This weekend Bill and I drove up to Central California for a wedding. For those of you not familiar with that area (I wasn’t), it’s nicknamed “The fruit basket of the world.” Man, they weren’t kidding.

Central California has a Mediterranean climate so just about every fruit and vegetable you can think of is grown there. That area of California supplies about half of the produce in the U.S. On our way up, I was snarking endlessly about being in the middle of No Where’s Ville and who the hell would live here it’s so far out, blah, blah, blah (FYI, I used to say that about the city we live in), but all the sudden we got off the main highway and onto a small rural route, and it was breathtaking. Miles and acres of corn fields, almond trees, corn, greenhouses and hot houses packed with tomatoes and cucumbers. If you can eat it, they were growing it.

Along the way we found a bunch of fruit stands that all looked equally amazing. So we pretty much did the Eeny-Meeny-Miney-Mo to pick one to stop at. It was Fruit and Veggie Heaven. I love food and I love to cook, but I have never been so inspired in my life. I was mentally creating recipes, trying to decide how to use pomegranates (aside from using the juice for martinis!). There were tomatoes and onions as big as my head. Cucumbers that would make John Holmes blush. But we only bought a few peaches and apples since we were traveling and had nowhere to store them.

Oh. My. God! A few years ago, we went to Paris and stopped in a market to buy a couple of peaches. They were the most expensive peaches I think we’ve ever had—2 peaches were 5 euros or about $7.50. Totally, ridiculously extravagant. But they were Ah-May-Zing. We still talk about them. They are the standard by which we judge all fruit. But the ones we bought this weekend? Better. Huge, juicy and totally fresh. None of that packed-in-a-box-in-the-grocery-store-for-a-week crap. And a bag of peachy goodness cost us all of $1.00.

I’m so blown away by the quality of the foods and even more by the price. They had better quality than the stores and since they cut out the middle man, it was dirt cheap. The farmers should charge what the stores are charging. Pound for pound it’s a better deal. I wouldn’t hesitate to buy apples by the bushelful. This is the best argument for going to farmer’s markets. I know—some of you are like, Um, Hello?! Where have you been? And you’re right. I’m behind the curve on this one.

We have a couple of farmer’s markets near us and we live about 10 minutes away from some of the best apple orchards in the country. Not only will I eat better but it’s a good way to support my local famers.

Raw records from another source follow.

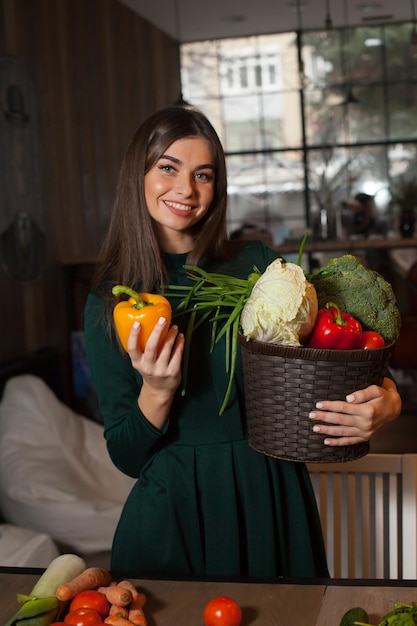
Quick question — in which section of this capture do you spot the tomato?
[356,330,385,350]
[69,589,110,619]
[203,596,242,626]
[64,609,103,626]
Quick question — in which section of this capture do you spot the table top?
[276,237,417,254]
[0,568,417,626]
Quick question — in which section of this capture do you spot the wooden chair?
[307,454,417,580]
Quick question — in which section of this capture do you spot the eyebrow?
[159,154,214,171]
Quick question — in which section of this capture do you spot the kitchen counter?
[276,237,417,254]
[0,568,417,626]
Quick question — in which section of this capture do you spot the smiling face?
[145,137,215,253]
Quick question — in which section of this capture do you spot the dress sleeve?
[84,293,164,478]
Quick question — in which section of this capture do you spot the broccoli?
[309,254,401,343]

(PS: Happy Vegetarian Day, Debra and XUP!)


3 Responses

  1. I just came back to check on comments here and found I didn’t leave a comment the last time I was here! What a loser!

    So pretend this is 10/1: Farmer’s Markets are THE BEST! And if I lived in California, where all that wonderful goodness was local and organic, I would be on it like…well, like somebody who really likes produce, that’s what!

    And thanks for the Veg Day wishes!

  2. Thanks babe! I grew up in a little burg called Beamsville which was called The Heart of the Fruitbelt. Same thing except on a northern scale.

  3. Mmmm. Fruit Loops. OH – that’s not the point of this post. 😛

    Mmmmm. Pomegranate martinis. Wait. Also not the point.

    Mmmmm. Fresh apples and peaches and tomatoes. Ahh. There we go!